Są praktycznie bezsensowne w wypadku gdy:
bakakashi pisze:Doskonale znam tabele, jednak z niej nie korzystam
Nie żebym krytykował takie postępowanie, sam dobierając przeciwników, praktycznie >nigdy< nie kieruję się SW. Używam tego chyba tylko i wyłącznie jako wyznacznik ile dać doświadczenia (w tych nieczęstych sytuacjach gdy daję doświadczenie za "po prostu walkę"), lub by ni przesadzić (w którakolwiek stronę) z ilością skarbów.

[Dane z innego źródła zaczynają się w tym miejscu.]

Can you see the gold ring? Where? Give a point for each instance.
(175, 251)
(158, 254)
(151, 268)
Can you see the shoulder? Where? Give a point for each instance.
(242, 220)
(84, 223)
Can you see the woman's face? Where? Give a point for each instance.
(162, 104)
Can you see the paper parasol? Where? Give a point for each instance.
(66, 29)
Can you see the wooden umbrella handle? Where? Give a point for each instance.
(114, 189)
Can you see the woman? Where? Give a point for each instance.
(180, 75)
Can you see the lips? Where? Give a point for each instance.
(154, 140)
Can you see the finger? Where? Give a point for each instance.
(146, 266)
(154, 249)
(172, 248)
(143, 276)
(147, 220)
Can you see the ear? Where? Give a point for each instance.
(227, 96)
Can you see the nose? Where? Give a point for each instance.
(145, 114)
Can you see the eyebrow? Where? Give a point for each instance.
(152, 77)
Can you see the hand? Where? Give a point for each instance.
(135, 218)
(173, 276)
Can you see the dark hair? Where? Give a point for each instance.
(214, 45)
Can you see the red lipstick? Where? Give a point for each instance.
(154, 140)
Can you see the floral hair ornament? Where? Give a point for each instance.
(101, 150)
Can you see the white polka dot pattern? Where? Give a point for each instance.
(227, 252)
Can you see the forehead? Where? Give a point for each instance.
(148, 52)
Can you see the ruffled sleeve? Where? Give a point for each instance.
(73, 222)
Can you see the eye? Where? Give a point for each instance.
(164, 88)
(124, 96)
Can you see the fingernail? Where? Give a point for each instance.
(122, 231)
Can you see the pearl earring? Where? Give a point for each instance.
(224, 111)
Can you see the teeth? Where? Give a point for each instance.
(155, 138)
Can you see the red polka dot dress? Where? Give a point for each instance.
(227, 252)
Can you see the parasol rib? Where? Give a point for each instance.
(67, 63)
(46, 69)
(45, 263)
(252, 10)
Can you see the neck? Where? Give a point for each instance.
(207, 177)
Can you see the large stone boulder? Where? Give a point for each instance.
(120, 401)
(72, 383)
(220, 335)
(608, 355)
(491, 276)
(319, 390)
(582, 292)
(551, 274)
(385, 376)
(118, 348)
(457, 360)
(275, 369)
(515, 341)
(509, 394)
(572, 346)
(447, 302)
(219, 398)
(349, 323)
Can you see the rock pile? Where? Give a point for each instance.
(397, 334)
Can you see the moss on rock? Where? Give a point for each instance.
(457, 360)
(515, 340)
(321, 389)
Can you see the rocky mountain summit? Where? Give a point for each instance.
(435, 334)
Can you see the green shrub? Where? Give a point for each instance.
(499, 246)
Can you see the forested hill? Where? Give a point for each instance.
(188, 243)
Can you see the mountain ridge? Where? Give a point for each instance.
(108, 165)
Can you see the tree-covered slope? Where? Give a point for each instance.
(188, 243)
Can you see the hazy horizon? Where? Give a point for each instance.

Muszę przyznać rację Albiorixowi, z racji tego że w wypadku takiej dyskusji, powinno się raczej kierować oficjalnymi wyznacznikami, a nie "kto jak sobie gra". U ciebie przeciętna walka to prawie pewna śmierć dla postaci (spokojnie, to tylko przykład), u mnie powiedzmy przeciętna walka to będą 4 standardowe gobliny vs. 4 BG na levelach piątych. Ty powiesz, że na przeciętne walki trzeba ostro sie przygotować, ja powiem że w żadnym wypadku, i obydwaj mamy rację.
Albiorix pisze:rzeciętna walka powinna dawać drużynie 50% szans na zwycięstwo (większe na przeżycie dzięki opcji poddania się lub ucieczki). 25% szans na zwycięstwo to trudna walka a 75% - łatwa
Jest nawet jeszcze ciekawiej
O ile pamiętam, było to mierzone w "zasobach" (pw, czary, ekwipunek, itd. itp.). Zdaję się było to 20% w przypadku spotkania o Skali odpowiadającej przeciętnemu poziomowi drużyny. Tzn. przeciętna drużyna powinna przetrwać 4 takie spotkania pod rząd, wyczerpując 20% swoich "zasobów" (w sumie 80%), zaś przy piątym występuje ryzyko śmierci któregoś jej członka. Proponuję TO uznawać za wzór "przeciętnej walki" - SW równe poziomowi drużyny.
Więc jeśli twierdzisz Bakakashi, że na "przeciętne walki" szkoda w ogóle rzucać zaklęć, to w myśl oficjalnych zasad twoje "przeciętne walki" są stanowczo zbyt łatwe.